Income inequality steady over two decades

Dominic GianniniAAP
The latest Household, Income and Labour Dynamics in Australia survey has been released.
Camera IconThe latest Household, Income and Labour Dynamics in Australia survey has been released. Credit: AAP

Income inequality has remained steady for the past two decades, while single parents and young Australians are more likely to be worse off, a new household study shows.

Home ownership rates have also decreased, with more adults between the ages of 18 and 29 living at home, according to the latest Household, Income and Labour Dynamics in Australia survey.

Just under two-thirds of people live in homes they own, while homeowner debt levels have doubled in real terms to more than $355,000.

Meanwhile, the survey shows the way wealth is distributed across the population’s different economic groups has changed little since studies began two decades ago.

In 2019, almost a quarter of children in single parent families were living in poverty.

Parents in coupled families are significantly more likely to both be employed than in 2001, and the number of families with pre-school aged children in childcare has almost doubled to more than one in two.
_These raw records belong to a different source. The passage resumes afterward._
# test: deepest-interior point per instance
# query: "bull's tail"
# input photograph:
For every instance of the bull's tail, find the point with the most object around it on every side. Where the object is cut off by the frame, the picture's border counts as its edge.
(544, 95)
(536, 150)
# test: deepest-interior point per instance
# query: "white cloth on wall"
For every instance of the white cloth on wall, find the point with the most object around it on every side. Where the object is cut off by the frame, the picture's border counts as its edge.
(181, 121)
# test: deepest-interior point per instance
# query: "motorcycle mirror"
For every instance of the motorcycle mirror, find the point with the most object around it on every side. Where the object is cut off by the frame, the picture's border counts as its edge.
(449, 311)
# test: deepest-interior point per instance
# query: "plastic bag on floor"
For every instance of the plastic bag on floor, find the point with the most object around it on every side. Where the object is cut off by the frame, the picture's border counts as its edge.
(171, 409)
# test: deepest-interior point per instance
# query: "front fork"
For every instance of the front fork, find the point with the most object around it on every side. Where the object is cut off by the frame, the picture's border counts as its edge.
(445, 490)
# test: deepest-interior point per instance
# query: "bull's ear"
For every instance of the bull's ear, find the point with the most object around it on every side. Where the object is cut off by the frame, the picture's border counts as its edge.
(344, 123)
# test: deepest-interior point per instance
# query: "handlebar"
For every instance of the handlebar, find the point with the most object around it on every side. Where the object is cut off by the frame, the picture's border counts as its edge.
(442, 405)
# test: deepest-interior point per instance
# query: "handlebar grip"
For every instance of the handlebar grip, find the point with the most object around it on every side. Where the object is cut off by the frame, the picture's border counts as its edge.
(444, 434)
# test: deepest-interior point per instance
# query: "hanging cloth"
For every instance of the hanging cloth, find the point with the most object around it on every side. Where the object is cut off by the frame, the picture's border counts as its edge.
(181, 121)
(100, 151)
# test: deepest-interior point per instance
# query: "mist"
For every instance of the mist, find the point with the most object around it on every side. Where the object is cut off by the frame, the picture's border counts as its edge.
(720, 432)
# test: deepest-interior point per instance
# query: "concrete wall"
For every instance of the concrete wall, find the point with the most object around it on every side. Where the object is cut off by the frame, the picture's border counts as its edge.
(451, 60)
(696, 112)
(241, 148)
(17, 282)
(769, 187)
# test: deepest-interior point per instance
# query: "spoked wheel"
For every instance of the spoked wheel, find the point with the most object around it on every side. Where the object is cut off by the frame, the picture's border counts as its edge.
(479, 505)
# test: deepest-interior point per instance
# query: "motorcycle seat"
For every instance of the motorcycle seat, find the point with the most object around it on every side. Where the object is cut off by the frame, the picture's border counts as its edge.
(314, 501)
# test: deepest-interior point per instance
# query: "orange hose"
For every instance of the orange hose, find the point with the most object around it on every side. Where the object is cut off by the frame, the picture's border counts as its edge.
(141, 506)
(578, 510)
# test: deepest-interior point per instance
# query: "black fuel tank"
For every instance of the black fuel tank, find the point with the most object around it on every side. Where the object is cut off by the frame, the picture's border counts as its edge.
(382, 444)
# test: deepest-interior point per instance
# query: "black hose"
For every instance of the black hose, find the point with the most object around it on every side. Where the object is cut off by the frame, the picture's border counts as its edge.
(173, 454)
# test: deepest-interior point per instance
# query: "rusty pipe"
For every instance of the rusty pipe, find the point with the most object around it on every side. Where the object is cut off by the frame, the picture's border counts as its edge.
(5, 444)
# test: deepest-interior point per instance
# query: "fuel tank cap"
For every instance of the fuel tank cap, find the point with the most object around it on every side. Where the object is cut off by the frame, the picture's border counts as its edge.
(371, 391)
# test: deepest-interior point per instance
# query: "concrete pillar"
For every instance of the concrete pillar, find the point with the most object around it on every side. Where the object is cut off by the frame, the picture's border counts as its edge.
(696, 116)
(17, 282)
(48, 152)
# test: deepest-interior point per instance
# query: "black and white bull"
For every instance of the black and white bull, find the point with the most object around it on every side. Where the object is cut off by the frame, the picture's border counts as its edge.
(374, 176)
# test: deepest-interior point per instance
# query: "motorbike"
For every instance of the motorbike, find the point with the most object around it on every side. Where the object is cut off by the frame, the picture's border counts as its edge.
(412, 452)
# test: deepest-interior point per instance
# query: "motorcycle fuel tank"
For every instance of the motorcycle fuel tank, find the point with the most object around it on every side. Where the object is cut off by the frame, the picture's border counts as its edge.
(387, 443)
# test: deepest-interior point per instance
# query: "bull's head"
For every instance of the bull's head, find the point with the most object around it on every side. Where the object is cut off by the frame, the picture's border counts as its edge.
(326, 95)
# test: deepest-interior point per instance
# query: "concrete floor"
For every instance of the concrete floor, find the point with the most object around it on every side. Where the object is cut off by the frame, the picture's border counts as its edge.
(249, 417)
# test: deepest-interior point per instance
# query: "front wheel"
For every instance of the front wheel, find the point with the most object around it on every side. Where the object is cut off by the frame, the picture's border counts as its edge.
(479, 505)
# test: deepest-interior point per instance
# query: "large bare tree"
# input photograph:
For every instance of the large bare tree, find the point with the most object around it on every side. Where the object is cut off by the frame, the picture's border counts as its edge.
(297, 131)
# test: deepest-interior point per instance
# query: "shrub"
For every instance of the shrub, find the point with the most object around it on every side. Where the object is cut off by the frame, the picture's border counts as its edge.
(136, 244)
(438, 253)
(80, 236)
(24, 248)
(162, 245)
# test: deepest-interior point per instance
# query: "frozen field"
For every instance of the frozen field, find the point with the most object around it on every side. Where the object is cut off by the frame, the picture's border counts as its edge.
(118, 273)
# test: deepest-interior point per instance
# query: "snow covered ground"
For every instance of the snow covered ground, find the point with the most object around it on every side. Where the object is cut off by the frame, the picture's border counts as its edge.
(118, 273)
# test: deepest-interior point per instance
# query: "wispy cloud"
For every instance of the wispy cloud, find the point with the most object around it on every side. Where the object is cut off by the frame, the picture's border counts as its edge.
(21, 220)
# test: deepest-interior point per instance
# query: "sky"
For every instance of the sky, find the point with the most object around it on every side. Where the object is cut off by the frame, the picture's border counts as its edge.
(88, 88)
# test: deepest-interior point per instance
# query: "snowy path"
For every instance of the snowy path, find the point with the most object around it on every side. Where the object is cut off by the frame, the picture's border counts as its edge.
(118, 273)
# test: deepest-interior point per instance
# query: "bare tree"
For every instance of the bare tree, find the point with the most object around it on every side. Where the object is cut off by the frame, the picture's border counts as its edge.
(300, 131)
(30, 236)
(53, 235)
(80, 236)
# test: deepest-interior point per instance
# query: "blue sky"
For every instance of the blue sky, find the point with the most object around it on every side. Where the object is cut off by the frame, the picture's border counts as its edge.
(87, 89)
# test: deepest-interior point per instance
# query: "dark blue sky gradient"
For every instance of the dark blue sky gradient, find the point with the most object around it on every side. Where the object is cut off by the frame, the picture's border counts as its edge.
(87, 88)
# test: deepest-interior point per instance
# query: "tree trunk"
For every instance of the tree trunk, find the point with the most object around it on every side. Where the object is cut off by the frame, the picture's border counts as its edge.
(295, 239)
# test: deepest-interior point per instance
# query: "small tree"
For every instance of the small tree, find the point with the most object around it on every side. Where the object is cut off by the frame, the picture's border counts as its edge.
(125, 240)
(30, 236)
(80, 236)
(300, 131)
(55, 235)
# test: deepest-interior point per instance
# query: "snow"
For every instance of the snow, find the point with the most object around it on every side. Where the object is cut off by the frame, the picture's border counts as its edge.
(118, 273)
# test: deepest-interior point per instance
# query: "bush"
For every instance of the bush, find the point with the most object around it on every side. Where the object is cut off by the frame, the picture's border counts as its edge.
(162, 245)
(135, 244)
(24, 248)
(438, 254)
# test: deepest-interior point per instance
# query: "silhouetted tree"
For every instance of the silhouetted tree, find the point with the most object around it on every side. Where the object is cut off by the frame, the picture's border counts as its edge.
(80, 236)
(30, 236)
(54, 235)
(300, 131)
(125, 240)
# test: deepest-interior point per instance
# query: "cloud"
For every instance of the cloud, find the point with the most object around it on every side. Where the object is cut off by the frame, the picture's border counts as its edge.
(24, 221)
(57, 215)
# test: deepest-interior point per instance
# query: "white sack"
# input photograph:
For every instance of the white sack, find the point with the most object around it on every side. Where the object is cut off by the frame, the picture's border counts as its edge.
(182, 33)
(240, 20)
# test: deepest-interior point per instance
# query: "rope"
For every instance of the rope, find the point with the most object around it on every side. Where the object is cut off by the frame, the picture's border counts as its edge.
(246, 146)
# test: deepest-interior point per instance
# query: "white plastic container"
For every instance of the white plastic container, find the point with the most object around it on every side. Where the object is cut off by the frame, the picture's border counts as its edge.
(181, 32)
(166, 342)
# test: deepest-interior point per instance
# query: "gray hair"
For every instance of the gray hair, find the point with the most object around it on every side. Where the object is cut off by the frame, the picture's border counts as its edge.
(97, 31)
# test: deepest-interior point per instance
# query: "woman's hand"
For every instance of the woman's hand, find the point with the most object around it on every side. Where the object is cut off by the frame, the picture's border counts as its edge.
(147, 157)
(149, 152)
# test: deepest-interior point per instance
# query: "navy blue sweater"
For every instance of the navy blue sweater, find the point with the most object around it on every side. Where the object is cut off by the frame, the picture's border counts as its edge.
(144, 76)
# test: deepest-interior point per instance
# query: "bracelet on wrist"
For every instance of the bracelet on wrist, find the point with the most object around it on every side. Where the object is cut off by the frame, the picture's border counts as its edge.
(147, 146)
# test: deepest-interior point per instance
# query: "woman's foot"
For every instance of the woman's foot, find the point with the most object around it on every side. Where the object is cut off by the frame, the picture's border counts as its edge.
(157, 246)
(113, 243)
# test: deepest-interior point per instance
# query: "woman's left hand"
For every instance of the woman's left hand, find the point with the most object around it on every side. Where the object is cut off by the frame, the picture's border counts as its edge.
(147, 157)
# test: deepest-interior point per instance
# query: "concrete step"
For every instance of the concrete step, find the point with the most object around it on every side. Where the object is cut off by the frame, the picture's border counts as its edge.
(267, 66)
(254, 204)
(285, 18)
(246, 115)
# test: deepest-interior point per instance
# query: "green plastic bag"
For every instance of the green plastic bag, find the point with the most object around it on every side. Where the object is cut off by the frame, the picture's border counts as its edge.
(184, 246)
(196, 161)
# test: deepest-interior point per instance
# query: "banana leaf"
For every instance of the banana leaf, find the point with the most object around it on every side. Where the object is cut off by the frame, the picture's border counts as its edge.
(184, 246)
Household disposable income has only grown six per cent since 2009 after jumping 28 per cent in the eight years prior to that.
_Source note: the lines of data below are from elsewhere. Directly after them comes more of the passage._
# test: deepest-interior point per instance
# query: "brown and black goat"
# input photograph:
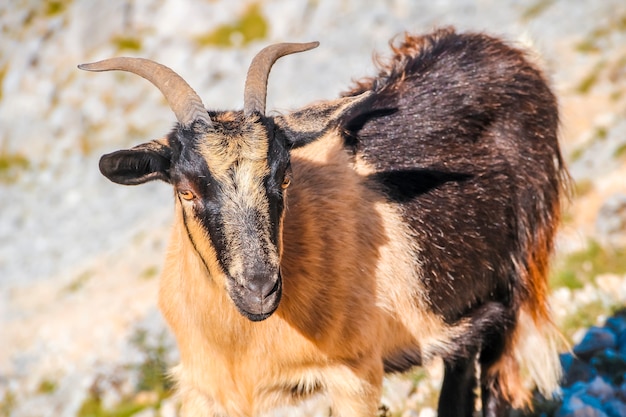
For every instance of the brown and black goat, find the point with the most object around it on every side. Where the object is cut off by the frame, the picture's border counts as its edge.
(314, 251)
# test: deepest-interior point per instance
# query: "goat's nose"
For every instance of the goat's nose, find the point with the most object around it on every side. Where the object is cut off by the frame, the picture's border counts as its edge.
(262, 287)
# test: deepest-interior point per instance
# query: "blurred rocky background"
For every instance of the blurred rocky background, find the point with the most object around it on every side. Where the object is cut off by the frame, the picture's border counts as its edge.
(80, 257)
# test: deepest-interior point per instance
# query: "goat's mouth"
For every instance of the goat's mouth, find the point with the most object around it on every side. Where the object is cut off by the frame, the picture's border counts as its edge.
(254, 304)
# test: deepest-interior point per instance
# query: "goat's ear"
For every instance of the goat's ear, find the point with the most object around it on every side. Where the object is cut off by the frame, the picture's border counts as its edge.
(310, 123)
(146, 162)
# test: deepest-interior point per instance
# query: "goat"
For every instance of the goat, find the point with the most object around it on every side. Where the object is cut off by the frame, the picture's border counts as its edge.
(314, 251)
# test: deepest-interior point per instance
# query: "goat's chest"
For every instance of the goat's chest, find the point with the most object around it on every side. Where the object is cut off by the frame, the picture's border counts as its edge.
(247, 382)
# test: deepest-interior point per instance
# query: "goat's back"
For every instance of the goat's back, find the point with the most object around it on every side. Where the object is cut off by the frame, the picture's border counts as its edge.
(463, 136)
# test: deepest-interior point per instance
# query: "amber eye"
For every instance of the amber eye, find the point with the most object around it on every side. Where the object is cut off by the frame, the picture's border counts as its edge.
(186, 195)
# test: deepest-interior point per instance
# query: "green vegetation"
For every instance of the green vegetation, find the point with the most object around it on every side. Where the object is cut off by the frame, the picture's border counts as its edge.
(591, 43)
(127, 43)
(152, 387)
(620, 151)
(11, 166)
(55, 7)
(251, 26)
(580, 267)
(591, 79)
(92, 407)
(153, 370)
(47, 386)
(78, 282)
(599, 134)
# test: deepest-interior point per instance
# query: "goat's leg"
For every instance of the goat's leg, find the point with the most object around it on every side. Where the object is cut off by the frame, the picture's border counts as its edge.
(457, 396)
(494, 405)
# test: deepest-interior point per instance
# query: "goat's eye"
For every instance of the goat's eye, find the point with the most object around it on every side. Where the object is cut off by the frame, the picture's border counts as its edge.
(186, 195)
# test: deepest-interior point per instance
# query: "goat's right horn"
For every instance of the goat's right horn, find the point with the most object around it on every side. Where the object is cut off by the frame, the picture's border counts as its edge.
(183, 100)
(255, 92)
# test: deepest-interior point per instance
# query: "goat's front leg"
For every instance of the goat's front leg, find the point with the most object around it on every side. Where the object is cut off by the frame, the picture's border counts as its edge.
(457, 392)
(355, 392)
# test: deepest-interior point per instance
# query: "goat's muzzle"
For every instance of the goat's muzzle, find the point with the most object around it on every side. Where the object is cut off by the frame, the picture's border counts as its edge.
(258, 296)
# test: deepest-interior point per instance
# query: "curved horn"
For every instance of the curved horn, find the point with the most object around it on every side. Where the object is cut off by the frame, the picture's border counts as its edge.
(256, 81)
(183, 100)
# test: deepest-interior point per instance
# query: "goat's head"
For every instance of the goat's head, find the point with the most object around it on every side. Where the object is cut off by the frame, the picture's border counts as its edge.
(230, 171)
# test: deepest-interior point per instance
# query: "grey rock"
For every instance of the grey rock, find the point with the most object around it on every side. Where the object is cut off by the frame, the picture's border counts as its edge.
(611, 219)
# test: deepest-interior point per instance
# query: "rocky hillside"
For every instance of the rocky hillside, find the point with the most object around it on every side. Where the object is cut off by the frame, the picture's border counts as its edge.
(80, 257)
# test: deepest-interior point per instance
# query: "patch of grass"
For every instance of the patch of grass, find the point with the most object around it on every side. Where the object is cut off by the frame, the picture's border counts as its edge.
(583, 187)
(153, 370)
(7, 403)
(55, 7)
(620, 151)
(92, 407)
(47, 386)
(251, 26)
(591, 79)
(591, 42)
(580, 267)
(152, 387)
(11, 166)
(78, 282)
(599, 134)
(586, 316)
(536, 9)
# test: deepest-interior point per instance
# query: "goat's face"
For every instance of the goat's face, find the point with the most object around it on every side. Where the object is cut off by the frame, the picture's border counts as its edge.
(229, 180)
(230, 172)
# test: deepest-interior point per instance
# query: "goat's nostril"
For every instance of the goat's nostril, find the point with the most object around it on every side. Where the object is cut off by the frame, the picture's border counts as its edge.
(262, 288)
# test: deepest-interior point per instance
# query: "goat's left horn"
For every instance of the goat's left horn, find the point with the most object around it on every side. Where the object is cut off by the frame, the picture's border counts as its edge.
(255, 91)
(183, 100)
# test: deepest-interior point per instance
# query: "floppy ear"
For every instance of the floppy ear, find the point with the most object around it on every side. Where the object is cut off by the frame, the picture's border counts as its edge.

Aussies took home an additional $2300 on average each year in the eight years to 2017, compared to around $3000 a year between 2003 and 2009.

Report author Professor Roger Wilkins said the HILDA survey reveals younger Australians are facing a more daunting path to reaching financial independence.

“It takes them longer to leave home, longer to find full-time work, and home ownership is getting more out of reach,” he said.

“The economic challenges from the COVID pandemic will only make that worse.”

Young people are generally worse off due to higher rates of casual work and increased levels of unemployment.

The snapshot was taken in 2019, before the emergence of COVID-19, so results are expected to worsen as a greater picture of the pandemic emerges.

Australians are also becoming increasingly vulnerable to psychological distress, which is at its highest among the country’s Indigenous population.

Rates of psychological distress have soared in the past 15 years with young people between the ages of 15 and 24 the most vulnerable, while a third of all Australians now feel they are chronically stressed for time.

Obesity is a growing problem, with almost 60 per cent of people classified as overweight or obese and little more than a third of Aussies exercising for at least 30 minutes, three times a week.

Despite men doing about three hours more housework than at the start of the century it is still 21 hours less than women, who put in 48 hours of unpaid work around the home every week.

This is probably why women feel more pressed for time than males, with almost four in 10 women feeling stressed “often” or “almost always” compared to fewer than three in 10 men.

The survey has since 2001 tracked more than 17,500 people across 9500 households.